Like 700,000 others, I and the family sat down to watch the latest series of Game of Thrones. I confess I have difficulty following the plot, which makes the twists and turns of the War of the Roses, on which it is apparently loosely modelled, look about as straightforward as Rorke’s Drift.

I have to ask my son, 15, to explain who the characters are, and why they all seem to hate each other so much. Well, his brother killed that one’s uncle at the Battle of Westering Fields. Her mother was murdered by his brother. And that one’s from Dorn. They just hate everyone.

My son has now read all the novels – Seven? Or is it eight? – twice through. That might seem worrying, but frankly, anything that gets a 12-year-old, as he must have been when he started, to consume quite so much published matter, of whatever kind, must be a good thing. It establishes the habit. Cf Harry Potter.
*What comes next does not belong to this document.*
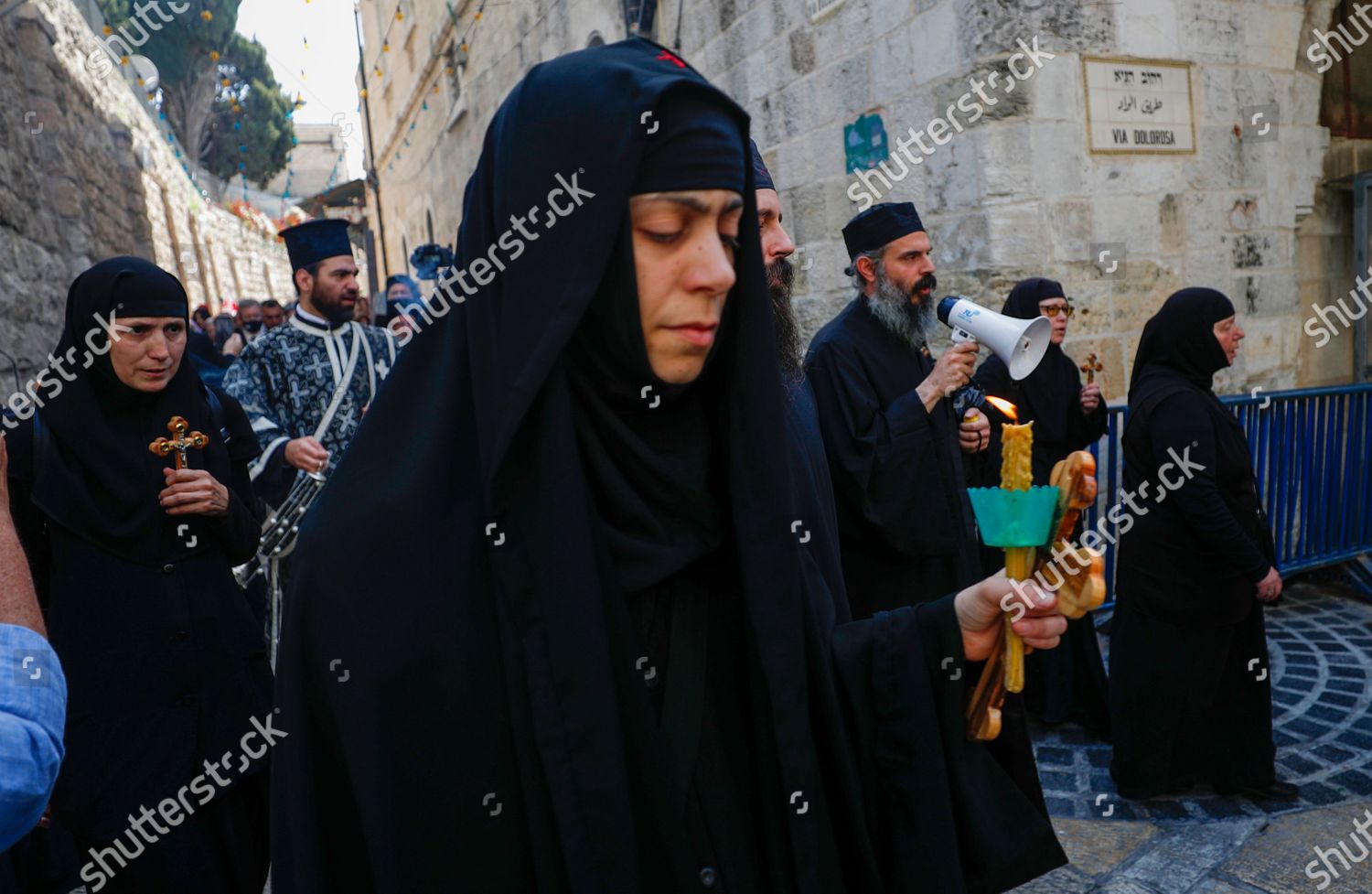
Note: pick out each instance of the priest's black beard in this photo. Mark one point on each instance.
(894, 309)
(779, 279)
The series is very, very violent, and there is a lot of gratuitous sex. It is also lavishly staged, wonderfully produced and imagined – the title sequence is arguably the best ever – and it has provided a decent income in their later years for talented British actors such as Charles Dance, Diana Rigg and any number of others. And probably a lot of fun.

They spend an awful lot of money on it and it shows. The classiest of its kind since that Battlestar Galactica reimagined. Sheer eye candy.

So it is no surprise that the wowsers among the press have started a campaign against it. They have dug up the usual professional killjoys, it-didn’t-ought-to-be-allowed types, whose careers and salaries are dependent on there being a sufficient supply of violence and filth on TV for them to complain about. Plus the odd sad soul on Twitter who simply doesn’t like GoT.

They say that, though it is screened after the watershed, there is worse out there and there are parental controls to stop children re-viewing it, that it is too violent and smutty.